When Jed Hoyer snatched our hero off the waiver wire on July 18, he was blocked by Anthony Rizzo. That changed 11 days later when Rizzo was traded to the Yankees for Kevin Alcantara and Alexander Vizcaino. Talent is talent, and we would be talking about a potential MVP and future team leader if Schwindel was 24 years old. He can still be those things even though he broke out about five years too late. David Ortiz was 27 and on waivers when Theo Epstein picked him up on waivers in 2003, and Big Papi reeled off five straight top-5 finishes for AL MVP.

It’s unlikely Schwindel will enjoy the same type of career, but he’d be a decent facsimile of the guy he replaced if he can give Chicago a couple of 3.0 WAR seasons. Perhaps Mark Grace is a better comp. Who knows, maybe Hoyer has a knack for dumpster diving and an eye for reclamation projects.

Cubs News & Notes

Odds & Sods

Is it just me or do Babe Ruth and his cohorts look like they ran an offseason bootlegging gig?

MLB News & Notes

Fernando Tatis Jr. was involved in a motorcycle accident in the Dominican Republic last night but reports indicate he walked away without serious injury.

Some MLB insiders believe the Yankees might be able to get Trevor Story on a one-year, high AAV contract.

The Red Sox have checked in on Story, too.

Max Scherzer reportedly favors Buck Showalter as the next manager of the Mets.

There are 141 major league free agents waiting for a freeze on roster transactions to lift once a new collective bargaining agreement is reached.

Expect a free agent frenzy similar to the one just before the lockout began.

Dusty Baker was named Manager of the Year by Baseball America.

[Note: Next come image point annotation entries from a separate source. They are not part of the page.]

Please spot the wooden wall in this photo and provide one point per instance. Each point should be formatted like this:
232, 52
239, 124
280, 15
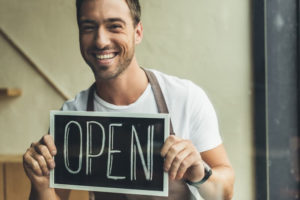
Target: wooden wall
14, 183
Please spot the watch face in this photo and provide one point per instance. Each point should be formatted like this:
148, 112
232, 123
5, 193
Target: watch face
207, 171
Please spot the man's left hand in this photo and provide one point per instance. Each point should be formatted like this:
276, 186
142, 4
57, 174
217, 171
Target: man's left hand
182, 159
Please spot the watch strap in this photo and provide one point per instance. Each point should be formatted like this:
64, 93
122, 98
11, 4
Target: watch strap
207, 174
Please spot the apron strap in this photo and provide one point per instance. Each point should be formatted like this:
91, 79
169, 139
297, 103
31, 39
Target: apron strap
158, 95
177, 189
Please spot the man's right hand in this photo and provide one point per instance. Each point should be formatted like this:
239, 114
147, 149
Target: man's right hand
38, 161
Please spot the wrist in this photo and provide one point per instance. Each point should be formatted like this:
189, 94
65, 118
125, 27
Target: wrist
207, 174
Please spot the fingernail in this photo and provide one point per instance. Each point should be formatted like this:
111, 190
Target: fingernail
52, 165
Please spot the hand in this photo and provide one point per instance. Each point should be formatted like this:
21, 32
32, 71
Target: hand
182, 159
38, 161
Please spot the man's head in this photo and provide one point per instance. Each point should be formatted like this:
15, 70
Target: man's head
109, 31
134, 7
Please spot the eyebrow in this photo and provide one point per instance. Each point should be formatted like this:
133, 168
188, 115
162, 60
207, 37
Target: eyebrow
115, 20
109, 20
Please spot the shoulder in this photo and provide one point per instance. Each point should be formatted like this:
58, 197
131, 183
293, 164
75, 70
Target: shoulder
174, 87
78, 103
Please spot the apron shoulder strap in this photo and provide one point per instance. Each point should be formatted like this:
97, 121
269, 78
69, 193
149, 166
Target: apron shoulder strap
158, 95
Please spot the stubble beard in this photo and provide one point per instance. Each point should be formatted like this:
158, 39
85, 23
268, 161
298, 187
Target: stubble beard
102, 74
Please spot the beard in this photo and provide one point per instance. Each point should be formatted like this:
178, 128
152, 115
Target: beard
109, 72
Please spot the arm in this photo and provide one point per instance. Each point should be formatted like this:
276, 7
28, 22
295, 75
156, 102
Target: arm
37, 163
183, 161
222, 178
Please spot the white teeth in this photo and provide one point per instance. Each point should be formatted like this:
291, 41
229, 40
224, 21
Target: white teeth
105, 56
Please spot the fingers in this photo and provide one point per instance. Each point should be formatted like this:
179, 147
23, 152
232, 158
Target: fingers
38, 159
180, 156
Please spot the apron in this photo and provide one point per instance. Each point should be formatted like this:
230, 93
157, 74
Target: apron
178, 190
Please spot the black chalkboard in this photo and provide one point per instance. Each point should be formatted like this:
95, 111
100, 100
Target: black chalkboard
109, 152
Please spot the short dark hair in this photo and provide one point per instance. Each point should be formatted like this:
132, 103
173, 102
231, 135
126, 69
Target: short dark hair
134, 7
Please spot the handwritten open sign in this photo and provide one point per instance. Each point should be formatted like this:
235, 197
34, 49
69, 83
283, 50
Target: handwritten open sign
109, 152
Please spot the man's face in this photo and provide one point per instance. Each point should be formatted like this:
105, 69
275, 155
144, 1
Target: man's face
107, 37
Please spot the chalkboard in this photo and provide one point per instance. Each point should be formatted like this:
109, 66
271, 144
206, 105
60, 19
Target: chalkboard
109, 152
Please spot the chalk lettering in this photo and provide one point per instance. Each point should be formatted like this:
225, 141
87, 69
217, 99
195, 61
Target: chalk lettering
112, 151
135, 144
89, 147
66, 145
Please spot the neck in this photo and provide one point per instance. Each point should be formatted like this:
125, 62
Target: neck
124, 89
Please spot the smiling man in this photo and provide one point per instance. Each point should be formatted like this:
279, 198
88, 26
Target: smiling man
194, 157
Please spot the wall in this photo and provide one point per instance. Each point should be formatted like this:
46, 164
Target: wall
205, 41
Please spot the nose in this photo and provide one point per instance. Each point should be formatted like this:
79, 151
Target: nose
102, 38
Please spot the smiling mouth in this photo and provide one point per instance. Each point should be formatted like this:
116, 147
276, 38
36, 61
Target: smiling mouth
105, 56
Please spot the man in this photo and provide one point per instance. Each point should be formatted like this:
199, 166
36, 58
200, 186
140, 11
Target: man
109, 31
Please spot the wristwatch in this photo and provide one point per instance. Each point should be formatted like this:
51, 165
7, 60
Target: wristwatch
207, 174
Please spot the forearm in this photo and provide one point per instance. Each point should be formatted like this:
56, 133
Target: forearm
219, 185
47, 194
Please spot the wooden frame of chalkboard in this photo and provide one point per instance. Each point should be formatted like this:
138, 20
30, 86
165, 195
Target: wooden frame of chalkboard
109, 152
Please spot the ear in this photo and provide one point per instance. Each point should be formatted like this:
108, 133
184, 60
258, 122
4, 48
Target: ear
138, 33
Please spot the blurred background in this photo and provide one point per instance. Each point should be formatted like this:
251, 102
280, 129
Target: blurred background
208, 42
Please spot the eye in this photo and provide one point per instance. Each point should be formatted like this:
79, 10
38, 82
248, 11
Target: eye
87, 28
115, 27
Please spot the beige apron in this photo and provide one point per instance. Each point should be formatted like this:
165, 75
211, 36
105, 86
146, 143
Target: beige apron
178, 190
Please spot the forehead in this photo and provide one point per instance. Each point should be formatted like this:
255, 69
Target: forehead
104, 9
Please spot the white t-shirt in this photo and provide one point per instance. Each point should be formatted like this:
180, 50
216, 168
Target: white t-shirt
193, 116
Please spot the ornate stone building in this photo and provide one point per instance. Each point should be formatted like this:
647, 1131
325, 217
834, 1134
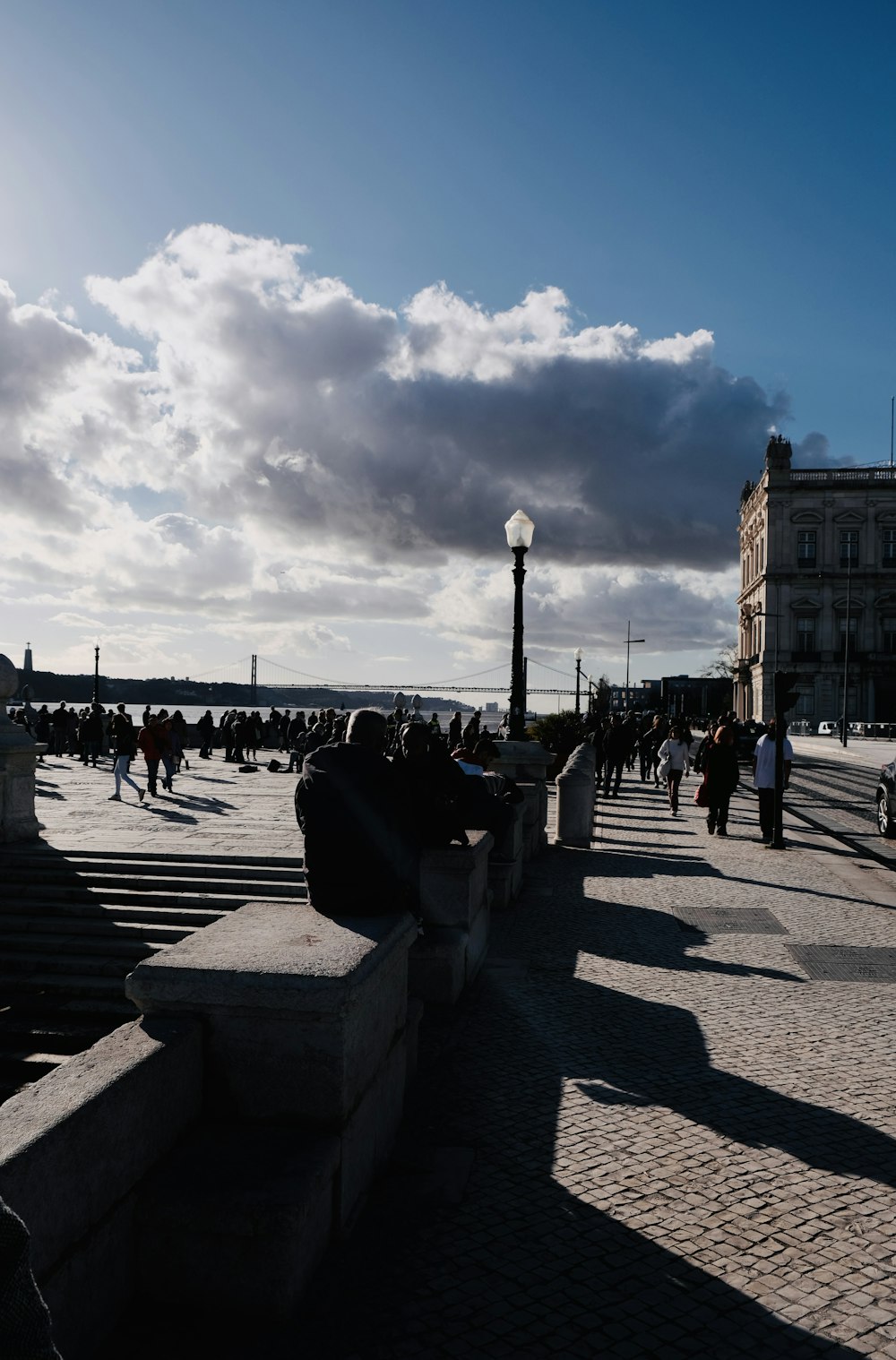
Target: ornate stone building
819, 566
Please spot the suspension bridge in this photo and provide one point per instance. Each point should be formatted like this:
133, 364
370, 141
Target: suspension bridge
256, 671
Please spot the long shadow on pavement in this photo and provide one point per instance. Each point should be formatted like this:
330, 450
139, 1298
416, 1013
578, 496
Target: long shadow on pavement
512, 1263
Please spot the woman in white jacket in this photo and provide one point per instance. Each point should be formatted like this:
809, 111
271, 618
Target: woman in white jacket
675, 761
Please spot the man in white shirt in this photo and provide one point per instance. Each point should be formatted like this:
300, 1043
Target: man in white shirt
764, 779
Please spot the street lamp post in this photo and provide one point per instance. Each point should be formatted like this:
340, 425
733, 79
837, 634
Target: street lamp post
846, 645
520, 530
630, 642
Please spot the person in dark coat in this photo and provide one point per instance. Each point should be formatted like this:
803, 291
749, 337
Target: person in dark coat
434, 788
205, 727
25, 1321
359, 853
721, 774
616, 742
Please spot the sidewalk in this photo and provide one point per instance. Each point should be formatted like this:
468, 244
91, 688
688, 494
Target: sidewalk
635, 1139
646, 1140
212, 809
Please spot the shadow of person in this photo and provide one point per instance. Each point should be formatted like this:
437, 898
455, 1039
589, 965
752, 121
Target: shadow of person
575, 1235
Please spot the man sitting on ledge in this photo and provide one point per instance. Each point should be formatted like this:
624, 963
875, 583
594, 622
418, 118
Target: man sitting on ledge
349, 801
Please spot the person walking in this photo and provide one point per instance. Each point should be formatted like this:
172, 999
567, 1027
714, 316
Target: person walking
764, 779
125, 751
616, 740
673, 762
149, 743
721, 772
205, 729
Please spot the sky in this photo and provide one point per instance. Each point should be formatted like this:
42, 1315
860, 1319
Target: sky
302, 301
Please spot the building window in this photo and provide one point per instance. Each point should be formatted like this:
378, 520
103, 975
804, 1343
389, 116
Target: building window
806, 634
806, 547
854, 632
849, 547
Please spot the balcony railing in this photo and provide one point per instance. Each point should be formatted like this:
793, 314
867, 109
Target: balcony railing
843, 475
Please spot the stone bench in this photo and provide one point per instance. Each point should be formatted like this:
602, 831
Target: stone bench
307, 1037
75, 1149
575, 797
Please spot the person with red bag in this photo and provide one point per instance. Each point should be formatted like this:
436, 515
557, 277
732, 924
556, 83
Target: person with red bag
721, 772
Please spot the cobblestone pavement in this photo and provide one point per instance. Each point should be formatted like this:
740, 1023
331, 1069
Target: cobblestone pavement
639, 1139
212, 809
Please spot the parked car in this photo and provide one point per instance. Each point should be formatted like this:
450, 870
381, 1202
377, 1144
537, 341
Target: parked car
885, 800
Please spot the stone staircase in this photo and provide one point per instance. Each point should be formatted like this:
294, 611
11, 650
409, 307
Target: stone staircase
73, 924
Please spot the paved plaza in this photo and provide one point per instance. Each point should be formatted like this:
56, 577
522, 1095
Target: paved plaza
643, 1139
645, 1132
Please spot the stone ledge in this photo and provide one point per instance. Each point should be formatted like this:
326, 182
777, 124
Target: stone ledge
237, 1220
75, 1142
272, 955
299, 1012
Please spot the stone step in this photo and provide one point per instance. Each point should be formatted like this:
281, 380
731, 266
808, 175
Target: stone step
95, 908
45, 868
73, 989
34, 966
23, 1068
115, 929
112, 885
29, 1024
131, 856
18, 944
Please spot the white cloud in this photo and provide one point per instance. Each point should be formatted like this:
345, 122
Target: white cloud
294, 457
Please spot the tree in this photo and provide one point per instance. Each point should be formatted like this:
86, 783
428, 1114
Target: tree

The league is expected to hold its Rule 5 Draft once the work stoppage ends. There had been rumors that it might be canceled.

From the Bargaining Table

The MLBPA is probably aware that the growth of its player salaries trails the NBA and NFL.

The biggest disconnect between the owners and players involves the structure of salaries and the willingness of teams to spend in order to be competitive.

The current economic system benefits the owners because younger players are not compensated as well as they are in other sports and teams have control over those same players for longer periods of time.

Both sides could provide a service to the game’s fans by incorporating several proposed rule changes into the next CBA.

Today’s Baseball Jones

How about Mickey Mantle and Ernie Banks going head-to-head in a home run derby? Is that something that might interest you? Take note: Mantle, a switch-hitter, batted righty against a right-handed pitcher. I wonder if that was the show’s way of leveling the playing field?

“During my 18 years, I came to bat almost 10,000 times. I struck out about 1,700 times, I walked around 1,800 times. A baseball player averages about 500 at-bats every season. Which means, I played a full seven years without ever hitting the ball.” – Mantle

“Work? I never worked a day in my life. I always loved what I was doing, had a passion for it.” – Banks

Apropos of Nothing

You can call Santa’s hotline for an important Christmas message and a chance to leave the big guy your gift list. His number is (605) 313-4000. I used to tell Sue’s daughters that when they stopped believing in Santa they’d stop getting gifts. They still admit they believe at ages 25 and 23.

They Said It

  • “First off, these uniforms are soooo [sic] sick! I’m so excited to join the Cubs  — one of the biggest reasons I chose to come here was the fan base and how electric you guys can be towards your players.” – Frazier
  • “Me being happy I’m on the Cubs has nothing to do with Yankees fans. It has to do with the fact that I’m happy to be able to play somewhere I’ll get a better chance at playing.” – Frazier
  • “We’ll experiment, have fun and try to create a family-friendly experience. My lifelong dream is to own the Chicago Cubs. Sometimes dreams come up just a tad short.” – Shapiro

Wednesday Walk-Up Song

Lost in My Mind by The Head & The Heart – Frazier seems equally nuts and endearing, and I love it. Let’s hope the talent matches the talk.